Grabenstätter Marktplatz im Aufbruch

von Redaktion

Neuer Arbeitskreis entwickelt Maßnahmen für mehr Leben im Zentrum

Grabenstätt – Die weitere Belebung des Grabenstätter Marktplatzes ist ein großes Anliegen, das in der Gemeinde von vielen Seiten verfolgt wird. Neben den bewährten Marktplatz-Veranstaltungen, zu denen die drei Bauernmärkte zur Irisblüte, zu Mariä Himmelfahrt und zum Erntedank, der traditionelle Mai- und Herbstmarkt und auch bayerische Abende zählen, lieferte die sehr gut besuchte neue sommerliche Konzertreihe „Zamm kemma“ jüngst bereits wichtige Beiträge dazu. Der veranstaltende Verkehrsverein Grabenstätt hatte es mit Unterstützung der Gemeinde möglich gemacht.

CSU erstellte
ein Konzept

In puncto Marktplatz-Verschönerung dürfen die einladende saisonale Bepflanzung des Gartenbauvereins Grabenstätt und dessen Osterdekoration nicht unerwähnt bleiben. Insbesondere die lustigen bunten Holzhasen zauberten den Passanten auch heuer wieder ein Lächeln ins Gesicht.

Der CSU-Ortsverband Grabenstätt unter der Vorsitzenden Waltraud Hübner hat sich ebenfalls intensiv Gedanken darüber gemacht, wie man den Marktplatz beleben und attraktiver machen könnte. Im Zuge dessen entstand ein Antrag für ein „Zukunftskonzept für die Entwicklung des Ortskerns“, der bereits vor rund einem Jahr in der Gemeindeverwaltung eingegangen ist. Die CSU appelliert darin unter anderem, dass man für eine erfolgreiche Marktplatz-Belebung mit den Bürgern, Gewerbetreibenden und der Gastronomie ins Gespräch kommen müsse. Neben kurz- und mittelfristigen Maßnahmen zur Frequenzsteigerung des Marktplatzes müssten das dortige gastronomische Angebot dauerhaft gesichert und die Aufenthaltsqualität verbessert werden, so die CSU in ihrem Antrag.

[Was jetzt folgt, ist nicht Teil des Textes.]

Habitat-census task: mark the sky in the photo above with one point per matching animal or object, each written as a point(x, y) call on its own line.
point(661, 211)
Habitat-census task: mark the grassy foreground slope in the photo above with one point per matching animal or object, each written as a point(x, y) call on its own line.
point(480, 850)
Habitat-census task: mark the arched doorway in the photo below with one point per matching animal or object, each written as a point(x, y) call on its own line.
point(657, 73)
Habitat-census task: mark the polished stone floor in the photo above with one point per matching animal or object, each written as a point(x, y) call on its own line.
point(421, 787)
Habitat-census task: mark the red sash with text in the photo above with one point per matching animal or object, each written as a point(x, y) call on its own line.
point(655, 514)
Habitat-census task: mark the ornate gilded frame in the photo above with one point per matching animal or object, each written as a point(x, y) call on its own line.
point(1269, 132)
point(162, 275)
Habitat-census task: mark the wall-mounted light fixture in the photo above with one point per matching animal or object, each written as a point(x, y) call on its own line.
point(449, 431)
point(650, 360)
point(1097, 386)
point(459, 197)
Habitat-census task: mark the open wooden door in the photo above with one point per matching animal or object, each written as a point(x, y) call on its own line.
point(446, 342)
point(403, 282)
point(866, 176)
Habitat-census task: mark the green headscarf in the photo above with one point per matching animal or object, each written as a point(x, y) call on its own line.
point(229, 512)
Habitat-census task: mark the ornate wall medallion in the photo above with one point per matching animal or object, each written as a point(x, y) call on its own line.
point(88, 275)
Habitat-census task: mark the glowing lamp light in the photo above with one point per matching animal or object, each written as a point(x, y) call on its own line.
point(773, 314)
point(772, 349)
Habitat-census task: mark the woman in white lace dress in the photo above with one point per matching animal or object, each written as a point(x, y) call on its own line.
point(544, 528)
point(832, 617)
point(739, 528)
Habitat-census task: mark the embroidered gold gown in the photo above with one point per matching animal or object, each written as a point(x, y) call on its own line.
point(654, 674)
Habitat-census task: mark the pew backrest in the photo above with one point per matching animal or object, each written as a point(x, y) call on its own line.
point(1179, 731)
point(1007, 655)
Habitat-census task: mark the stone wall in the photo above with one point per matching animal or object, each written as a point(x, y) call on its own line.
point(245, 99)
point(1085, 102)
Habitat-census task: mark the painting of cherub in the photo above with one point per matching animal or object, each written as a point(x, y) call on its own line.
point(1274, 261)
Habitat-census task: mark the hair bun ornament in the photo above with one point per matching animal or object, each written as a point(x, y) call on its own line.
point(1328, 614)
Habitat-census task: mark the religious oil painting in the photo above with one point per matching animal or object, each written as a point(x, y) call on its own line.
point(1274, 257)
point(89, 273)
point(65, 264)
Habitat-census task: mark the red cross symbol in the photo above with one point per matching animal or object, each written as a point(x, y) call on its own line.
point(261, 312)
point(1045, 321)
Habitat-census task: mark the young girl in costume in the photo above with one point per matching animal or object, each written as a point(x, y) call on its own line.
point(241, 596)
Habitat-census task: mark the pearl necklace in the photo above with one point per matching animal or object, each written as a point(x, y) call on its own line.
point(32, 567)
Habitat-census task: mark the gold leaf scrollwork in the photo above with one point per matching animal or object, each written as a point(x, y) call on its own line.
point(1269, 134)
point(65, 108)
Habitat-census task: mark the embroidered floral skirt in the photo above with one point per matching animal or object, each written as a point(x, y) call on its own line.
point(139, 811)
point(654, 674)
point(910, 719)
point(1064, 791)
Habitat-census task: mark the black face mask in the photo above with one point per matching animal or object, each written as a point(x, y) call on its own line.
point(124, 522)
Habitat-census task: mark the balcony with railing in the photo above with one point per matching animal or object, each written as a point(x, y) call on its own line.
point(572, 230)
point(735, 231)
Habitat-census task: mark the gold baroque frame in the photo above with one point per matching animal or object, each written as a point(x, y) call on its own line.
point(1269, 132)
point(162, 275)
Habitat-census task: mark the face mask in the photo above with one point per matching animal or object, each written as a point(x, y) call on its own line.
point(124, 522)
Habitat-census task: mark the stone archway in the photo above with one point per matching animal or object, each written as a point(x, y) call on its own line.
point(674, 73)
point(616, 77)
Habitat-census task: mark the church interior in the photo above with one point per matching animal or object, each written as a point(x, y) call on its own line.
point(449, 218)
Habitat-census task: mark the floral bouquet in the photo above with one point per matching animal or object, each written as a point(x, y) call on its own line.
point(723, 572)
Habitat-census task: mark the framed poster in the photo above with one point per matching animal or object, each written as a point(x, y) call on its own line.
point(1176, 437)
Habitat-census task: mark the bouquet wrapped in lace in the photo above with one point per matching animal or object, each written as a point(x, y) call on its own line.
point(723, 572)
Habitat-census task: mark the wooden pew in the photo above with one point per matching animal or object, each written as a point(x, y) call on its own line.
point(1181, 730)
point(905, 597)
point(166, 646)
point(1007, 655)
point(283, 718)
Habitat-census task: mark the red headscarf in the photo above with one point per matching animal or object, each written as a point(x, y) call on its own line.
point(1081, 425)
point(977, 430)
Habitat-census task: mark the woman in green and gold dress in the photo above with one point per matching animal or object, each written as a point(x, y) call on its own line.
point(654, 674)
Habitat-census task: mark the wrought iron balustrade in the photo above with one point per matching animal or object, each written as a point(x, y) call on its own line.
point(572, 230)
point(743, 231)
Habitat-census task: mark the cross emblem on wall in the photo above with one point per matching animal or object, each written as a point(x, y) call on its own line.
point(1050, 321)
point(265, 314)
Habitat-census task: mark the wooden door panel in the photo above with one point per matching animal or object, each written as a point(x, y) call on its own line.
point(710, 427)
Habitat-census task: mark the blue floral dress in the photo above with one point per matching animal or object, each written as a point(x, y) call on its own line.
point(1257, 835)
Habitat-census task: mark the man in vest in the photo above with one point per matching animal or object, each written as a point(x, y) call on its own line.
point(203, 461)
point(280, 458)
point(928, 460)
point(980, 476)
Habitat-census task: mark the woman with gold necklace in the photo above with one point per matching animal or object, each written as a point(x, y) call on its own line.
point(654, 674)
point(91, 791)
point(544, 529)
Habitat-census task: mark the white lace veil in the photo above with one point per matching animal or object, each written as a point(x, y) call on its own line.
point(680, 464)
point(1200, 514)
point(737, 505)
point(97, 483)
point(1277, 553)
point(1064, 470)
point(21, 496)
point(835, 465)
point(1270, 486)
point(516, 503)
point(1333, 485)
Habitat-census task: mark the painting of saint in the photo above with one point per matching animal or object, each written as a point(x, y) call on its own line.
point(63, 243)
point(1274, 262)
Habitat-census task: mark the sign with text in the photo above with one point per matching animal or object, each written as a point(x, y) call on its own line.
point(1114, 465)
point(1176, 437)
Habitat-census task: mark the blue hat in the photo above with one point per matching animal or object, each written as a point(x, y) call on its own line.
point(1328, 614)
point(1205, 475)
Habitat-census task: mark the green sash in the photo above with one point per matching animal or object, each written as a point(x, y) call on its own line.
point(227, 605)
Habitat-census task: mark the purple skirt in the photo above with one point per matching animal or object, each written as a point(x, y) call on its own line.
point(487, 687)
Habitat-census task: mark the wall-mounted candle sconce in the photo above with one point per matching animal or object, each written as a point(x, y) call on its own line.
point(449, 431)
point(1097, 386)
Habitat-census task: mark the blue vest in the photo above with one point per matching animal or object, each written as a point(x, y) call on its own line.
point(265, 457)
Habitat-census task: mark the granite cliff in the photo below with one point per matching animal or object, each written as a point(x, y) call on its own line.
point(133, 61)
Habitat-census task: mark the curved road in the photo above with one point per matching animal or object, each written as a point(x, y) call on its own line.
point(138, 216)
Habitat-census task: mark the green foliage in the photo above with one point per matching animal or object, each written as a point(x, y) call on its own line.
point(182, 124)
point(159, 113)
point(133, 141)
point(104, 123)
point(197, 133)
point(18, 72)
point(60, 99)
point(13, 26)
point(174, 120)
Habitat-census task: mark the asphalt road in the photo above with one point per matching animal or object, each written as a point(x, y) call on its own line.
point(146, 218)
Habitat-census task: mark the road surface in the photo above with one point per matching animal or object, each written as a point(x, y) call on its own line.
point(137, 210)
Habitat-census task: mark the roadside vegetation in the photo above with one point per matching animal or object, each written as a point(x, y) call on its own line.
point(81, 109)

Bevor der Gemeinderat hier thematisch intensiver in die Beratung einsteigt, wurde nun in dessen jüngster Sitzung ein Arbeitskreis gebildet. Neben der Aufgabe der Ideenfindung soll dieser die einzelnen Themenbereiche analysieren, grundsätzliche Lösungsvorschläge entwickeln und einen Maßnahmenplan erstellen. Einstimmig in diesen Arbeitskreis berufen wurden neben Bürgermeister Gerhard Wirnshofer (Bürgergruppe/Freie Wähler) die Gemeinderäte Monika Willmes (Bürgergruppe), Waltraud Hübner (CSU) und der neue Dritte Bürgermeister Josef Austermayer (Freie Wähler), Gemeinderat Josef Fleischmann als Vertreter der Ortsvereine und Gemeinderätin Marilena Pfeilstetter als Gewerbe-Vertreterin sowie die Erste Vorsitzende des Grabenstätter Verkehrsvereins Bärbel Schuster und die Leiterin der Tourist-Info Grabenstätt Susanne Pfliegl.

Wie der Bürgermeister betonte, könnte man in einem nächsten Schritt mit den Bürgern und Gewerbetreibenden in Dialog treten. Dabei gehe es ihm zufolge im Kern darum, Bedarfe und Perspektiven zu klären.

Prioritätenliste
aufstellen

„Der Arbeitskreis soll als Vorstufe für die Erarbeitung von möglichen Maßnahmen fungieren und dem Gemeinderat Entscheidungsgrundlagen liefern“, so Rathauschef Wirnshofer. Letztendlich gehe es auch um eine Prioritätenliste, denn nicht alle Maßnahmen oder Vorschläge könnten gleichzeitig umgesetzt werden. Dies wurde auch bei der ersten Zusammenkunft des Arbeitskreises am vergangenen Montag im Rathaus deutlich. Es werden sicher noch einige Treffen folgen.